To prevent a totally 'blinkered' view based solely on the events of one court, plans were also made for the observer to attend at other magistrates' courts at Hull and Sheffield as well as the Crown Court at Doncaster. These visits were intended to enable these courts to be used as comparator courts and also to expose the researcher to less familiar environments.

2.4 PERMISSION AND CONSENT - The privileged insider.

It is one thing to select the desired research setting, it can prove to be far more difficult to gain access to that setting. Not everyone welcomes being put under the microscope and this applies particularly to the powerful elites and institutions. The experience of some researchers indicates that to some closed groups research may be 'ideologically anathema'. Other groups feel threatened, that they may be exploited or else the research may result in damaging disclosures (Homsby-Smith, 1993, p54). On the other hand there are some who claim that the reason for the reluctance of bureaucracies and the powerful people who control them is simply to obscure the truth (Encel, 1978, p47). What does not appear to be in doubt is the ability of these groups to either deny access completely, or to vastly reduce the amount of

access. Even the so called open institutions may become decidely closed and react defensively, erecting barriers against anything which is perceived as an external threat from hostile intruders (Homsby-Smith, 1993, p59). Even where access is granted to a setting this may require extensive negotiation with, and permission from a 'gatekeeper, if not for access to the setting itself, permission may well have to be negotiated to access some of the less public elements of the setting (Arber, 1993, p37). My only knowledge of these and other pitfalls was what I had read in the literature. At no time did I experience this type of response although I was aware that other requests to the court to assist in academic research had been refused. I also realised that in the past both the courts and the magistrates had been subjected to quite severe criticisms, my own review of the literature had indicated as much. I was soon to realise that I was a privileged researcher, and this of course was due to my 'insider* status. I was not seen as the hostile intruder or as an external threat, it was also considered unlikely that I would be interested in exploiting the situation or that I would make any damaging disclosures. But these are all assumptions, in reality it was not considered necessary to discuss such matters. Neither did anyone try to hijack the agenda (Fielding, 1993, p160). What I was offered was a very positive promise of support.

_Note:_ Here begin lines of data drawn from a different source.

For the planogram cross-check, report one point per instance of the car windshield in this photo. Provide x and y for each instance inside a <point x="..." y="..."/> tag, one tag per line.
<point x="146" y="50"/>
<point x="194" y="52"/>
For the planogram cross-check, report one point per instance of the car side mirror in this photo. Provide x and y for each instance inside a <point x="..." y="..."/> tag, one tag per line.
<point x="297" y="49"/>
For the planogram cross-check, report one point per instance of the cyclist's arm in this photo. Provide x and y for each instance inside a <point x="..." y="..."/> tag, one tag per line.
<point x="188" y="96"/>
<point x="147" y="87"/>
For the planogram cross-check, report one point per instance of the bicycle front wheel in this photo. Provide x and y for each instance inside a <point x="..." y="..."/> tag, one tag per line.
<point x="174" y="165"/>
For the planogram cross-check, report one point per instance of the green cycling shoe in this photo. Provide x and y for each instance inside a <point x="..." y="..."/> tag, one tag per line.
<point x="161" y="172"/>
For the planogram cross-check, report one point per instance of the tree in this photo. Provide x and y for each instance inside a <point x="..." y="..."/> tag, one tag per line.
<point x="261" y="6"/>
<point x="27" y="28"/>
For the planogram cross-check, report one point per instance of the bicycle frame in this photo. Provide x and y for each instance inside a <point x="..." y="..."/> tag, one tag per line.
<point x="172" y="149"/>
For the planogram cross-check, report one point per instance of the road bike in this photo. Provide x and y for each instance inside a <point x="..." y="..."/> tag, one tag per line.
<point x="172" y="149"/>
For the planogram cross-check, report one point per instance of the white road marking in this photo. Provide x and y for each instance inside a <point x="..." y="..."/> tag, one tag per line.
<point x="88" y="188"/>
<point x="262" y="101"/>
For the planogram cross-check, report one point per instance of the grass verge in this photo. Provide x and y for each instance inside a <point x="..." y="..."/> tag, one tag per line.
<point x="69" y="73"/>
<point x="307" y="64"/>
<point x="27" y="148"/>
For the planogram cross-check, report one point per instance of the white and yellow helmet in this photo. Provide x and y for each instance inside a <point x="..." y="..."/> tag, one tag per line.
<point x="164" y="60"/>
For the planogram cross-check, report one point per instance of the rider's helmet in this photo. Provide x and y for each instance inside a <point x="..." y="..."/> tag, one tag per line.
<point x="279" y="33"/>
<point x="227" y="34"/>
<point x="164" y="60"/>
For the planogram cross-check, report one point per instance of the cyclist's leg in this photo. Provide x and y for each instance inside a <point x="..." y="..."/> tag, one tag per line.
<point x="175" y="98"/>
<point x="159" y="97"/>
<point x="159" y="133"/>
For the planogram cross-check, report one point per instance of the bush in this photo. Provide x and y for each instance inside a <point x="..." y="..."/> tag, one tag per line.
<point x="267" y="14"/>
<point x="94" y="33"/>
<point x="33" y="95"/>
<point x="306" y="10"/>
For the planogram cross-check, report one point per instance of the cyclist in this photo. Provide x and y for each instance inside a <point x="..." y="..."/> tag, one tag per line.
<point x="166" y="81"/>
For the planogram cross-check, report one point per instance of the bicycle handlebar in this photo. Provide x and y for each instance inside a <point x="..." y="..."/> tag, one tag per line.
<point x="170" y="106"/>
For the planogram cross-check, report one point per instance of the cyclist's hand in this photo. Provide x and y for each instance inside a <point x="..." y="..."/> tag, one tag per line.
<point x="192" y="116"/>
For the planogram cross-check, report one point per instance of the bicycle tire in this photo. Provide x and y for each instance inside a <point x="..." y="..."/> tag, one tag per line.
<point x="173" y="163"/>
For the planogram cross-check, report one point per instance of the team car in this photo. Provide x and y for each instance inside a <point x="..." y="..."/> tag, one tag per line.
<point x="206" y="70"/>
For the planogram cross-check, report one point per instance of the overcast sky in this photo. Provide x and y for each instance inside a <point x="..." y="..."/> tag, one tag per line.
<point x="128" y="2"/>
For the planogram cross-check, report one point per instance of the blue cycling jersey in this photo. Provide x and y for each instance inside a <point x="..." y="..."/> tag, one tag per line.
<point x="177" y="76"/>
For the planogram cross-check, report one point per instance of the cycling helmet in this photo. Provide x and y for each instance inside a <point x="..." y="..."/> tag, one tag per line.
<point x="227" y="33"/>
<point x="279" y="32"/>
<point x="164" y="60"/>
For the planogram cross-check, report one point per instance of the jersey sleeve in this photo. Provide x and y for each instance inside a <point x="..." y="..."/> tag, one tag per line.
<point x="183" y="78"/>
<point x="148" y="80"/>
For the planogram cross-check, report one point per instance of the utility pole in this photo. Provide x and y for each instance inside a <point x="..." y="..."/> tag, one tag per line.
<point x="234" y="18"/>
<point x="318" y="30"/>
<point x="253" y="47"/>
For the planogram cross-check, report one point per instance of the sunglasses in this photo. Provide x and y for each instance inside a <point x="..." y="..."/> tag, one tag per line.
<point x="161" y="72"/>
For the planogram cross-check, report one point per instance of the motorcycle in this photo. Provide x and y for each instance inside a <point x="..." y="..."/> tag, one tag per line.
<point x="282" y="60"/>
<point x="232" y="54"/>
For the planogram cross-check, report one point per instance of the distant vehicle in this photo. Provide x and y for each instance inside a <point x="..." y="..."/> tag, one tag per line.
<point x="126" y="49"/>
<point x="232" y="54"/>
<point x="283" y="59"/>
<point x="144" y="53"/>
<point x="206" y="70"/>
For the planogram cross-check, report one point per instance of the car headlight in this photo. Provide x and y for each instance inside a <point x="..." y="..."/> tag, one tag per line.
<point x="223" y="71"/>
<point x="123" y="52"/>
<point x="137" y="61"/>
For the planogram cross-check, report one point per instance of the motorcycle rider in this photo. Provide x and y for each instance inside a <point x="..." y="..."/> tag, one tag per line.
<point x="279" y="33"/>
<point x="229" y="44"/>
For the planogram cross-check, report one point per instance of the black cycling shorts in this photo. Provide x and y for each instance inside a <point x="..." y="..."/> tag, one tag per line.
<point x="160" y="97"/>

Jorgensen writes, The most ideal situation is one in which the authorities and other participants in the setting welcome the researcher, where overt access is gained by seeking permission from the highest possible authority and convincing everyone in the setting that the researcher can be trusted. The more the people in the setting, especially those in positions of authority, are prepared to support the research, the more likely is successful access to the setting (Jorgensen, 1989, p46). In my case most of the criteria set down by Jorgensen appeared to have been achieved.

But can constraints be inadvertently placed on the researcher, not because there is a lack of trust but because there is a high degree of trust? Can an assumption that 'we are in safe hands with this researcher*, or 'this researcher will not reveal any damaging disclosures', in practice inhibit the researcher's 'quest for the truth of the matter1? This was a dilemma to which I gave a great deal of thought. I concluded that as a social scientist I must ensure that the research would be carried out with a high level of objectivity and in reality I did not see my research being constrained to either a greater or lesser extent than that of any other researcher who would also be bound by the ethics, the rules of confidentiality and the protection of the individuals anonymity and privacy which are said to be the cornerstones of any social research.